I soldi alla polizia contro il terrorismo? Pagano le imprese italiane

25 Novembre 2015

Se siete preoccupati dell’aumento delle spese sulla sicurezza, potere restare tranquilli: non verranno prelevati dalle vostre tasche attraverso nuovi balzelli. A pagare non saranno infatti i cittadini, almeno non in maniera diretta. Il conto sarà però presentato agli imprenditori. È come se loro versassero quell’aumento – che in generale è sacrosanto – di stipendio alle forze dell’ordine. I famosi 80 euro in più a fine mese in busta paga, insieme all’intero pacchetto di spese, tra cui il bonus ai giovani per i “consumi culturali”.

Le misure straordinarie contro la minaccia del terrorismo, annunciate dal presidente del Consiglio Matteo Renzi, vanno a colpire il mondo delle imprese. I 2 miliardi di investimento per dare più fondi alla polizia, e contestualmente anche alla cultura, verranno ‘prelevati’ dal mancato taglio dell’Imposta del reddito sulle società, meglio nota come Ires. «Il prossimo anno ci sarà anche, a dispetto delle aspettative, un intervento significativo sul lavoro, di riduzione delle tasse per le imprese. Volevo portarlo nel 2017, ma credo che riusciremo ad anticiparlo almeno in parte al 2016», aveva annunciato, a ottobre, Matteo Renzi. Certo, non c’erano stati gli sconvolgenti attentati di Parigi. E da Palazzo Chigi nessuno aveva pensato a qualche modo per dare qualche fondo in più al comparto della sicurezza e della cultura. Poi, come sempre, di fronte all’emergenza è stata varata una misura eccezionale, a conferma della mancanza di una visione complessiva. Il governo agisce con una serie di tamponi piazzati a destra e a manca, ogni volta che se ne avverte la necessità.

Entrando nel dettaglio, secondo l’idea iniziale (tratta dalla Legge di Stabilità inviata al Quirinale) l’aliquota Ires avrebbe dovuto far registrare un calo dal “27,5 per cento al 24,5 per cento a decorrere dal 1° gennaio 2016, con effetto per il periodo di imposta successivo a quello in corso al 31 dicembre 2015 ed al 24 per cento a decorrere dal 1° gennaio 2017, con effetto per i periodi di imposta successivi a quello in corso al 31 dicembre 2016”. Adesso l’articolo della Legge di Stabilità è da riscrivere di punto in bianco, perché il fisco non è più una priorità.

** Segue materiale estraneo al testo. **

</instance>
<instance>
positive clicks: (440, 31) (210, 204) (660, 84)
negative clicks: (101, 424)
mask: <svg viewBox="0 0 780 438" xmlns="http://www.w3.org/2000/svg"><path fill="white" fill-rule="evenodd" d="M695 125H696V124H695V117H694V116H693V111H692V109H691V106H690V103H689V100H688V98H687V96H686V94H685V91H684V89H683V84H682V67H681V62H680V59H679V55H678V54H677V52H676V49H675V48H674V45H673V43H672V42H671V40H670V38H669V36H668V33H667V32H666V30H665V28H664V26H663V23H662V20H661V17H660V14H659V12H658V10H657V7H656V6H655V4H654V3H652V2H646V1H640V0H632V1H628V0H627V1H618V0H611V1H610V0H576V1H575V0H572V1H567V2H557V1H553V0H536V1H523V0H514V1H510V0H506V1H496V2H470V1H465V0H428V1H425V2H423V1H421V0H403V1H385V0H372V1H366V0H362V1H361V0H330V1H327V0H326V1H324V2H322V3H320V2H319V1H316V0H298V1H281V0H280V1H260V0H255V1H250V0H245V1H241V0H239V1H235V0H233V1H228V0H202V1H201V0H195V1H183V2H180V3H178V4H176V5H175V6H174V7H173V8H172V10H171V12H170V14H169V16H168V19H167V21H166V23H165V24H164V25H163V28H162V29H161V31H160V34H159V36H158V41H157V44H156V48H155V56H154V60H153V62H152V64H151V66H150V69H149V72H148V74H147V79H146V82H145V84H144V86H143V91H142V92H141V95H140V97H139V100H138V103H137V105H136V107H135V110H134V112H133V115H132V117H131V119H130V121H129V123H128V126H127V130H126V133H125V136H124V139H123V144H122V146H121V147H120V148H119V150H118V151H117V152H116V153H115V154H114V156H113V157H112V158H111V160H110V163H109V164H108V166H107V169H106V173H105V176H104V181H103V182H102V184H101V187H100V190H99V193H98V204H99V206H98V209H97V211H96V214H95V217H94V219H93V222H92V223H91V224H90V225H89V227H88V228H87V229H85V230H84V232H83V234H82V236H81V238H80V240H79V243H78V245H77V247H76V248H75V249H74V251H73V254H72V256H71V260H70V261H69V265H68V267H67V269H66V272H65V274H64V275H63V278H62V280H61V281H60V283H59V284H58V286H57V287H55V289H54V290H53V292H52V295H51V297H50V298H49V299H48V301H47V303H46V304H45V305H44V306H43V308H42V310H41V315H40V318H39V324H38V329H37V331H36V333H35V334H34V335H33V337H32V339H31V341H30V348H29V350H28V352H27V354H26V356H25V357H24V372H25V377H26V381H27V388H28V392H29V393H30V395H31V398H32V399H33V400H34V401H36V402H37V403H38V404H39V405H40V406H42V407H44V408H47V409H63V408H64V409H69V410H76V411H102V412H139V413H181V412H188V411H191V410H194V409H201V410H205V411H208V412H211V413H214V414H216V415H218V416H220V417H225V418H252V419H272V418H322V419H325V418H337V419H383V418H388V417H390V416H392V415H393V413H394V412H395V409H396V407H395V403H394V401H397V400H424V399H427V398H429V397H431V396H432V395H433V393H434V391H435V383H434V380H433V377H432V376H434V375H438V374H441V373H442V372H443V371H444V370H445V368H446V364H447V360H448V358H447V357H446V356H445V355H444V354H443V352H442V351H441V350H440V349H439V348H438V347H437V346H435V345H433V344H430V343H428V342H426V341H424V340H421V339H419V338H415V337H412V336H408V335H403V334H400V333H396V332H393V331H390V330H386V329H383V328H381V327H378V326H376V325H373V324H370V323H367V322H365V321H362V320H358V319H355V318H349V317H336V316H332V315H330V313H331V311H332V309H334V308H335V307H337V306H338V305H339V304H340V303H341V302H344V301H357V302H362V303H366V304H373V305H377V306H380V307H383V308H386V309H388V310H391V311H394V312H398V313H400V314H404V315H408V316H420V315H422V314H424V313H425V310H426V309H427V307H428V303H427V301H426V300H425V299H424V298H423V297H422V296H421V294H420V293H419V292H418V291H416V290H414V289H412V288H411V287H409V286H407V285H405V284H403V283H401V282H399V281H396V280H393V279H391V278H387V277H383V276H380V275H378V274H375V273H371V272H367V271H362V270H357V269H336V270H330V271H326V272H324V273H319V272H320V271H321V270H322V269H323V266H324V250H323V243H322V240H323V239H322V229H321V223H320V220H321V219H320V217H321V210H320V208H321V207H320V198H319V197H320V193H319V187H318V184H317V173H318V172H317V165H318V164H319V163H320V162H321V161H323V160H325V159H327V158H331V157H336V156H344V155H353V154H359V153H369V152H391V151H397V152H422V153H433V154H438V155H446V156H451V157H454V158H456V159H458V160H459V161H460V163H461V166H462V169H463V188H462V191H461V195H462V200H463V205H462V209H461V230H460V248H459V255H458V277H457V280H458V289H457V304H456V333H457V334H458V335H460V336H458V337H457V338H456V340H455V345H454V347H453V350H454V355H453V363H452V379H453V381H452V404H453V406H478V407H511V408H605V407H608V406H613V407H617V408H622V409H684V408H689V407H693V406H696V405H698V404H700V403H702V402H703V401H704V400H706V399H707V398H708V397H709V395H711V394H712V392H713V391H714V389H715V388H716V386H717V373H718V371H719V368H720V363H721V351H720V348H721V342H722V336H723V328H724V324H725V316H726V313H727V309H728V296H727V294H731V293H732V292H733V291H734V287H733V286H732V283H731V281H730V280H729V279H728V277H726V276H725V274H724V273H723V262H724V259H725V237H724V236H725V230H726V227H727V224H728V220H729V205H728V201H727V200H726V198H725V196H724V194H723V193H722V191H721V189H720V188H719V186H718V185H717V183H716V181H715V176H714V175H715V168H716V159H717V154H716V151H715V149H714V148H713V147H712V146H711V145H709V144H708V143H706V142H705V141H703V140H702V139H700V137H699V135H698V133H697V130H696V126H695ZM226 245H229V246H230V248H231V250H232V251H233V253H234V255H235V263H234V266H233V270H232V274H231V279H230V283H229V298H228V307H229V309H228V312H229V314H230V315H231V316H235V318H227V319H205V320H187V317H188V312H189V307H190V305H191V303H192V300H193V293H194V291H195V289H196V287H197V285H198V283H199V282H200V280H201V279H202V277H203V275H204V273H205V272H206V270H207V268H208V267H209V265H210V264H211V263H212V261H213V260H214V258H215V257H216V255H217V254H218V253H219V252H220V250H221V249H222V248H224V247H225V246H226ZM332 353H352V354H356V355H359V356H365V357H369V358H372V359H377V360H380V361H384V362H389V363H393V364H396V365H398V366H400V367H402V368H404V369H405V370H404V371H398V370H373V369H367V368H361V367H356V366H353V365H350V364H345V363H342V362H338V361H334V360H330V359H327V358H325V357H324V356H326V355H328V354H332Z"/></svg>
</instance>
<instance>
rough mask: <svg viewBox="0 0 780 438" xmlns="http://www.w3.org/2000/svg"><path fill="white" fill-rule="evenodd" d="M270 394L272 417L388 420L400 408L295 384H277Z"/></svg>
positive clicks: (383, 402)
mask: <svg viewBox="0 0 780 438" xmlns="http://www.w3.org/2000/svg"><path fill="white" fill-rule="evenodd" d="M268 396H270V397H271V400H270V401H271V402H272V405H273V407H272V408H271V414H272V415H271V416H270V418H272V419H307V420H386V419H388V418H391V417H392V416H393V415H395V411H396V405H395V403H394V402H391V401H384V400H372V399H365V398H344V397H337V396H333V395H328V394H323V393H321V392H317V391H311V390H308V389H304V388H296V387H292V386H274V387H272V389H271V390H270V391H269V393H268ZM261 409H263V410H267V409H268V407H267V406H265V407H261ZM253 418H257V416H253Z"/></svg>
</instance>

E chissà che qualche ricaduta non si avverta anche sui lavoratori, perché potrebbe essere (ovviamente spero di no) che le aziende finiscano sempre più in affanno a causa della pressione fiscale elevata e che non diminuisce nonostante le slide sulla Legge di Stabilità promettessero un intervento in tale direzione. Quindi qualcuno potrebbe essere costretto a tagliare i costi, licenziando. È vero che la minaccia del terrorismo è forte, ma è altrettanto vero che la crisi economica non è passata affatto. Insomma, il provvedimento che avrebbe potuto dare respiro al tessuto produttivo del Paese è stato posticipato al 2017. Le imprese dovranno arrangiarsi almeno per un altro anno, poi dopo si penserà ad alleggerire il peso delle tasse. Sempre che non ci sia una nuova emergenza da finanziare.